Understanding Introverted Teens
Introverted teens prefer small groups over large social settings and often take longer to open up. They may hesitate to ask for help, avoid group discussions, and need time alone to recharge. While they might seem reserved, they possess unique strengths such as thoughtfulness and maturity beyond their years. Many also have a strong sense of independence, which can be beneficial when adjusting to a new country.
Unlike extroverts, who gain energy from being around others, introverts feel drained by excessive social interaction. This doesn’t mean they dislike people, it simply means they need time alone to process their experiences and recharge. Many introverted students struggle with the expectation that they should be more outgoing, which can make them feel pressured or misunderstood. However, with patience and the right environment, they can form meaningful connections at their own pace.
Embracing the Introverted Experience
Hosting an introverted student can be a wonderful experience. They are often deep thinkers, great listeners, and appreciative of meaningful interactions and gestures. They may enjoy helping out with chores or joining in calmer activities, such as going for nature walks or watching movies. By seeing these qualities as strengths rather than challenges, host families can create a positive, fulfilling environment for everyone.

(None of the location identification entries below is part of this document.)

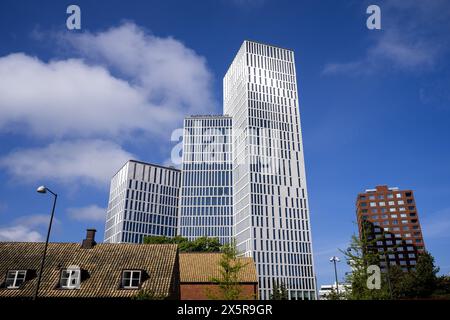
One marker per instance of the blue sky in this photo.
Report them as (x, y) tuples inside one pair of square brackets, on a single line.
[(74, 105)]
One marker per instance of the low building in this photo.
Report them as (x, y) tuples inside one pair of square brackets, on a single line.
[(326, 289), (197, 271), (89, 270)]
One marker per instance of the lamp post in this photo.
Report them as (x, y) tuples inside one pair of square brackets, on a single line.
[(335, 259), (43, 189)]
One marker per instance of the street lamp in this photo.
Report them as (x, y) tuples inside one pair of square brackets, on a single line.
[(335, 259), (43, 189)]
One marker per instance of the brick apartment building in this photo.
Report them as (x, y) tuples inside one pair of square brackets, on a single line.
[(388, 218)]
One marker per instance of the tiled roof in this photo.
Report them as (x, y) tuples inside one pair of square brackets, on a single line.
[(103, 265), (202, 267)]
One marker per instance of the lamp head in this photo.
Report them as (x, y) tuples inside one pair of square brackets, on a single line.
[(42, 189), (334, 258)]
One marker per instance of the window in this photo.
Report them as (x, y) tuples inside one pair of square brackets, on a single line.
[(70, 278), (14, 278), (131, 279)]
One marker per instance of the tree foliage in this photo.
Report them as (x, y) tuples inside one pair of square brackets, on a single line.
[(229, 282), (359, 257), (420, 282)]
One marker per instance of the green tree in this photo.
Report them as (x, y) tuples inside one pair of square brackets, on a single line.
[(334, 295), (359, 256), (230, 268), (279, 291), (424, 276)]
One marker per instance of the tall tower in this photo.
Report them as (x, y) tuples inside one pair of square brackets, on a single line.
[(143, 201), (270, 205), (206, 202)]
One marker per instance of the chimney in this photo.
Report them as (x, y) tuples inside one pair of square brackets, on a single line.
[(89, 242)]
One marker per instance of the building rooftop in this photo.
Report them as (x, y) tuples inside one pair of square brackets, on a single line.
[(202, 267), (101, 268)]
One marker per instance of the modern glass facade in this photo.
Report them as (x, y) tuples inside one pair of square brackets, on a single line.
[(206, 187), (143, 201), (270, 207)]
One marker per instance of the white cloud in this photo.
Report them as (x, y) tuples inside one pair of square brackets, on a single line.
[(19, 233), (71, 98), (89, 161), (90, 213), (35, 221), (169, 73), (26, 228), (156, 82)]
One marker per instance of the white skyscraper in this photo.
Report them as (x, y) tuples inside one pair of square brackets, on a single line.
[(206, 202), (143, 201), (270, 200)]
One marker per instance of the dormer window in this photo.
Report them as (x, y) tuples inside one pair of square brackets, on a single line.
[(15, 278), (131, 279), (70, 278)]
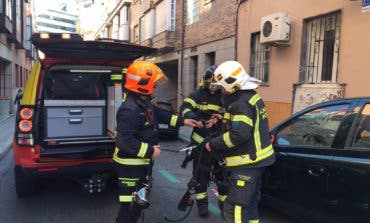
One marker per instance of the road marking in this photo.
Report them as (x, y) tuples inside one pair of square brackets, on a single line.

How Host Families Can Help
1. Create a Comfortable Environment
Some introverted students may not openly identify as introverted, while others may feel self-conscious about their quiet nature. You can start a light conversation about personality types to help them feel understood. Without labelling them, highlight the positives of enjoying time alone and reassure them that making friends takes time—they should follow their own pace when it comes to socializing.
Keeping communication open, even if their responses are short at first, helps build trust. Let them know they are always welcome to join family activities but that it’s okay if they need time to recharge. Small efforts—like asking about their interests, inviting them to watch a movie, or going for a casual walk—can help them feel comfortable and valued. If they prefer alone time, don’t take it as a sign of dislike. Be especially mindful during the first few weeks, as the socialization process at school may be draining their energy, making home a place where they seek solitude to recharge.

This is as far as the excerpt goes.